You still have a chance if you can get your SS and apply for your 176SS visa BEFORE the June 30th deadline. Make sure you have all ur documents READY right now so once you get SS you apply immediately. This is my advise to you, and since ur stuck with ur agent you'll have to work with him for now but be aggressive and make sure you send a clear message that he shouldn't be wasting time anymore.

In regards to 175, i'm afraid 175 is a bad option for you now, since your occupation is NO MORE in SOL2012, this means even if you apply for 175 say next week, and you don't get a grant before 30th june, your application will most likley fall and be downgraded into PRIORITY 5 processing (because of ur occupation) which may take up to 5 years of hell-hole waiting time. Unless you get really lucky and get a grant BEFORE june 30th.

Like i said the moment you receive your SS, apply online immediately and make the payment. 176 SS visa is IMMUNE from priority processing changes, so even if you don't get a grant before 1st july, you won't have to wait a while for your visa due to the priority level downgrade.

Hope this is clear and helps you out.


----------



## coolsnake (Nov 12, 2011)

waudy10 said:


> I've got ielts!!!! Do you think I should go for a 175 then???? What's the processing times please ..... I'm really in 2 minds weather to go for a 175!!!! The only thing is I've already applied for ss I'm just waiting for the outcome!!!!
> 
> Arghhhh what shall I do


Not sure how long WA take for the SS approval but if you can get the SS in a week or two & apply for 176, it would be your best possible option. 

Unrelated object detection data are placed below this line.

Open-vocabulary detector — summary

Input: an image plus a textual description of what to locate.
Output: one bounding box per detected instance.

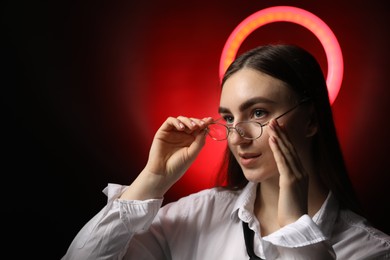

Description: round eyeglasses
[206,98,308,141]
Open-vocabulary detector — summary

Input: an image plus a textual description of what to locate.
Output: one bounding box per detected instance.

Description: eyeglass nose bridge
[227,125,246,139]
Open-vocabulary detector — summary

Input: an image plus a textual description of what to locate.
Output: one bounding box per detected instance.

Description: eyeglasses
[206,98,309,141]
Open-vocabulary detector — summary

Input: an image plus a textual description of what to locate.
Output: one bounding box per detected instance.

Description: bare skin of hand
[121,116,213,200]
[269,119,309,227]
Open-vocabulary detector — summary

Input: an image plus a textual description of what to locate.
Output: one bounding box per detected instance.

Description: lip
[238,153,261,167]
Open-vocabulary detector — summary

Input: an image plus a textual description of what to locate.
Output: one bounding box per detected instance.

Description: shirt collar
[230,182,258,222]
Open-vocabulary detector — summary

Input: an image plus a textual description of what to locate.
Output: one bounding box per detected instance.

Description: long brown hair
[218,44,361,213]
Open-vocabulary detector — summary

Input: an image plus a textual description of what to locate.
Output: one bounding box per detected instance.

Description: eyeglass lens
[208,121,262,141]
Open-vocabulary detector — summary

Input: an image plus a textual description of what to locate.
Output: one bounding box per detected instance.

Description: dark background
[0,0,390,259]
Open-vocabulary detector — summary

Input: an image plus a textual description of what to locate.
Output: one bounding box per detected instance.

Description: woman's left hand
[268,119,309,227]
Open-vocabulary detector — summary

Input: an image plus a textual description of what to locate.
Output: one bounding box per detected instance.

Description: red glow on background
[219,6,344,104]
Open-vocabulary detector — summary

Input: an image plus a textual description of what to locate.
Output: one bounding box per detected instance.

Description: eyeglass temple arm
[263,97,310,126]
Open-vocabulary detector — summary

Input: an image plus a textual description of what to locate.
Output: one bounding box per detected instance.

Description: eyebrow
[218,97,276,113]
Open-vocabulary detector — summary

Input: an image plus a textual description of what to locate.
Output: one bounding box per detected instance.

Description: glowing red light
[219,6,344,104]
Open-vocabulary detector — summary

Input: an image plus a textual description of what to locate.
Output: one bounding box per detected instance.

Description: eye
[222,115,234,124]
[253,109,268,119]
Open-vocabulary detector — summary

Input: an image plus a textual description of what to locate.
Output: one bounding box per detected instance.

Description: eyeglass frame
[206,97,310,142]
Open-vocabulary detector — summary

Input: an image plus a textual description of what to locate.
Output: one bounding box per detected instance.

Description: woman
[63,45,390,260]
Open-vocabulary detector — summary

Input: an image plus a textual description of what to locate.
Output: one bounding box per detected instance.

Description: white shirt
[62,183,390,260]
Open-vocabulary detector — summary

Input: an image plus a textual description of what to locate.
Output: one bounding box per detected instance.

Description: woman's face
[219,68,307,182]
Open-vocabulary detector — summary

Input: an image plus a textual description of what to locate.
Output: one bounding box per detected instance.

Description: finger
[270,120,303,177]
[269,135,290,175]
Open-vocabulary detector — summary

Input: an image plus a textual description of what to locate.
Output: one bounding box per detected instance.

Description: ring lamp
[219,6,344,104]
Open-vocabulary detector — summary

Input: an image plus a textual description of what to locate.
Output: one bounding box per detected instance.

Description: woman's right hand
[121,116,213,200]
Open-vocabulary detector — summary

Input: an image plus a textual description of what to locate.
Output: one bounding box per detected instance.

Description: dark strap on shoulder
[242,221,262,260]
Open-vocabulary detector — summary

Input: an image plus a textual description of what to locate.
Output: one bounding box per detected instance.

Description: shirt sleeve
[62,184,162,260]
[263,215,336,259]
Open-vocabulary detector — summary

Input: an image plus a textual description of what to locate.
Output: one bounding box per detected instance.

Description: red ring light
[219,6,344,104]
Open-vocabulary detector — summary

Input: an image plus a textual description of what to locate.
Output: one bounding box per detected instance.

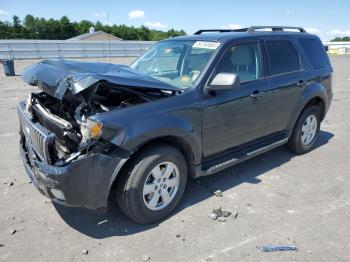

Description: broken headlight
[81,118,103,141]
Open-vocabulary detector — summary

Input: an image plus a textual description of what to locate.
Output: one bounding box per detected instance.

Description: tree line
[0,15,186,41]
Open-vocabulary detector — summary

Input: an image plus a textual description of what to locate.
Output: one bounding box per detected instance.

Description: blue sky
[0,0,350,40]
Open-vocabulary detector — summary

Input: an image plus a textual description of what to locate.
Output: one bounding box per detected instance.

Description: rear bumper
[20,102,126,209]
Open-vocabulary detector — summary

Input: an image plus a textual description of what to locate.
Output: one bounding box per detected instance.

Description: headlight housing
[81,118,103,141]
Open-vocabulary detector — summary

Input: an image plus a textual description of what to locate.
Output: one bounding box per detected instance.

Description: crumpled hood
[21,59,181,100]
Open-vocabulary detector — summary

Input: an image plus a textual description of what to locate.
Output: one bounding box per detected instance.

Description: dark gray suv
[18,26,333,223]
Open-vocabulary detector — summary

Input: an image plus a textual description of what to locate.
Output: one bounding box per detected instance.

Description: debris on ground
[9,228,17,235]
[218,217,226,222]
[209,207,238,222]
[256,246,298,252]
[97,219,108,226]
[214,190,223,197]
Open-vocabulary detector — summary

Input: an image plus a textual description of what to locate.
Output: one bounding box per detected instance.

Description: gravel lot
[0,56,350,262]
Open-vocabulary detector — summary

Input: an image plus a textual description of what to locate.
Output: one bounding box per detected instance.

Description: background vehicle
[18,27,333,223]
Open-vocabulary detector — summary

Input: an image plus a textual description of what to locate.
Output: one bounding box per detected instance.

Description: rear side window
[299,39,328,69]
[266,40,300,75]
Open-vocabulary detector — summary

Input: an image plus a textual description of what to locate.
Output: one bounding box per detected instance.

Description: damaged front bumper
[18,101,127,209]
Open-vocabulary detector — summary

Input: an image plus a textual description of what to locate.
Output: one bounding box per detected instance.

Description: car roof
[167,31,316,42]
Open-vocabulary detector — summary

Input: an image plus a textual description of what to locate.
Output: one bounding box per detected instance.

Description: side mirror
[207,73,241,91]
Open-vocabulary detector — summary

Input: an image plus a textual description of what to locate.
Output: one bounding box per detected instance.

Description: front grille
[17,102,55,164]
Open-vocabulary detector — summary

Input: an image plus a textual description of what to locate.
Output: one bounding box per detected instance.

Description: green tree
[0,14,186,41]
[59,16,77,39]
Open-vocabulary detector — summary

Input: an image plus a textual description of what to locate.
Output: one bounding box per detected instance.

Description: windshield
[130,40,219,88]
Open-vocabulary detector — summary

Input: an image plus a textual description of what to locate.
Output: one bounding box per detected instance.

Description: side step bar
[196,137,288,177]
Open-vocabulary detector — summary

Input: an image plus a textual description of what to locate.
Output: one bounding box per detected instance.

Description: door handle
[250,90,264,99]
[297,80,306,88]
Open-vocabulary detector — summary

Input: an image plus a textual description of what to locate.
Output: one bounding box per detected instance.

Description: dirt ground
[0,56,350,262]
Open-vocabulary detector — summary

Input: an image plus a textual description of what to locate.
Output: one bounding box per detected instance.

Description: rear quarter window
[266,40,300,76]
[299,39,328,69]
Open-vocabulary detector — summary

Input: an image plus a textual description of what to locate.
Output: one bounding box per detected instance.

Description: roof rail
[194,26,306,35]
[194,28,248,35]
[247,26,306,33]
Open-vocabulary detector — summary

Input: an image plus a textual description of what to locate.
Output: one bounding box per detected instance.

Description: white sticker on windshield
[192,41,220,49]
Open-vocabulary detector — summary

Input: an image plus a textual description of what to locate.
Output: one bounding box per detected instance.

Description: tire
[287,106,321,154]
[117,144,188,224]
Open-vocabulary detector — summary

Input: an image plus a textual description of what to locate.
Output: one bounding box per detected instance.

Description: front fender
[115,111,201,159]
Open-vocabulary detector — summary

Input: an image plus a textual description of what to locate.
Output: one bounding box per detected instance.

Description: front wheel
[117,144,187,224]
[288,106,320,154]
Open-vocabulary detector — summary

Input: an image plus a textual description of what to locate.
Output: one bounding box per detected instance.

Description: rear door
[264,37,306,135]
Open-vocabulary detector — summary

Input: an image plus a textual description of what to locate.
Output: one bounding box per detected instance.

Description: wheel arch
[288,95,326,134]
[108,135,195,201]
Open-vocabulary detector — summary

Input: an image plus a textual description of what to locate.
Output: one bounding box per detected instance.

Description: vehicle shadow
[54,131,334,239]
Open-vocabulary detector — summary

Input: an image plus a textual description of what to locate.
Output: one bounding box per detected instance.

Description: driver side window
[217,42,261,83]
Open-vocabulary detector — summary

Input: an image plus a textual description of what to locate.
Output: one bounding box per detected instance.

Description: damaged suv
[17,27,333,223]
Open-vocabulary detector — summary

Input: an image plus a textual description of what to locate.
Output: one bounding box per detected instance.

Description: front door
[202,41,268,158]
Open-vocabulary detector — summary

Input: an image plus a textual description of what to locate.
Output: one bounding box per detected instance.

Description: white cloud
[222,24,242,30]
[129,10,145,19]
[0,9,9,16]
[91,12,107,18]
[283,10,292,17]
[144,22,166,28]
[331,29,350,36]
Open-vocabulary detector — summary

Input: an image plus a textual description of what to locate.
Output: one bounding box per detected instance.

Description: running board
[196,138,288,177]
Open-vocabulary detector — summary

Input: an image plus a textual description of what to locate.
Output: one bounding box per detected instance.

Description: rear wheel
[117,144,187,224]
[288,106,320,154]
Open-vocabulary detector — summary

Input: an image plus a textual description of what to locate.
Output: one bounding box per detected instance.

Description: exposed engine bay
[26,82,174,162]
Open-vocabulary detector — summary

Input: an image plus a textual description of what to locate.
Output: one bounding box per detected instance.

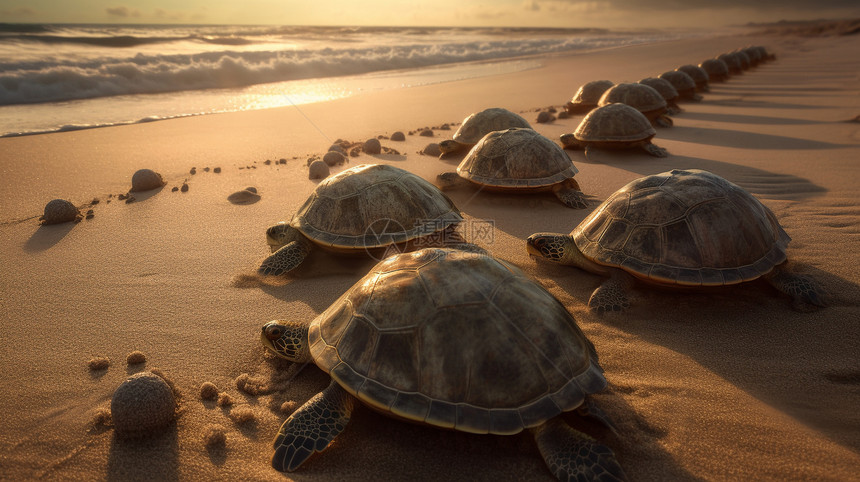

Currently 175 is taking about 40 odd days to get a CO assigned. Even if you apply now, you run the risk of getting your priority lowered.


----------



## Riza2012 (Mar 2, 2012)

waudy10 said:


> I agree riza my agent is wasting to much time and boy when I do receive my visa they will be receiving a letter!!!
> My agent was submitting my application today, he called me to advise me he was submitting on a 175 visa I said NO I want to go on a 176ss visa as the processing time is shorter and we only want to go to Perth. He didn't realise this and assures me that we will have notification from ss within a week so we will still have time to submit if I don't get ss then I'll have to do the 175 but everything is ready to submit so either way it should be submitted before 1/7/12


no waudy my friend its not that easy ur agent was not aware of "priority processing system" he should be fired you need to read something called "priority processing", search on the forum about 175 visa priority downgrade priority 5 in the case an occupation is removed from SOL list and u dont receive a grant before the deadline. but dont worry relax and checkout the advise of the seniors here all the best


----------



## waudy10 (Mar 24, 2012)

I think I'm gonna wait and see if I receive ss


----------



## catmonkey (Nov 9, 2011)

Please don't take this the wrong way but if there is no longer need for bricklayers then are you not risking a lot moving as you may struggle to find a job. Hope everything works out x


----------



## stormgal (Sep 30, 2009)

catmonkey said:


> Please don't take this the wrong way but if there is no longer need for bricklayers then are you not risking a lot moving as you may struggle to find a job. Hope everything works out x


I was thinking about that as well, but it also depends on how flexible and how much initiative and drive the OP has. Maybe they can still work as something else or even get retrained. It's usually what the rest of us have to do when we're laid off, finished with a project, or advanced to a new technology.


----------



## waudy10 (Mar 24, 2012)

Im a bricklayer by trade but have worked on the railways for the past 10yrs and feel as the mining industry is booming and with my 20yrs experience in construction and railways I'm hoping to get into the mining industry  my friends who have been there for 9yrs hes a recruitment engineer and deals alot with the mines so hopefully fingers crossed x


----------



## catmonkey (Nov 9, 2011)

Good luck, I hope you get your visa granted and wish you every success x


----------



## Guest (Jun 14, 2012)

If you're a applying as a bricklayer but your last 10 years work experience are working on the railway how do you meet the recent work experience requirements?


----------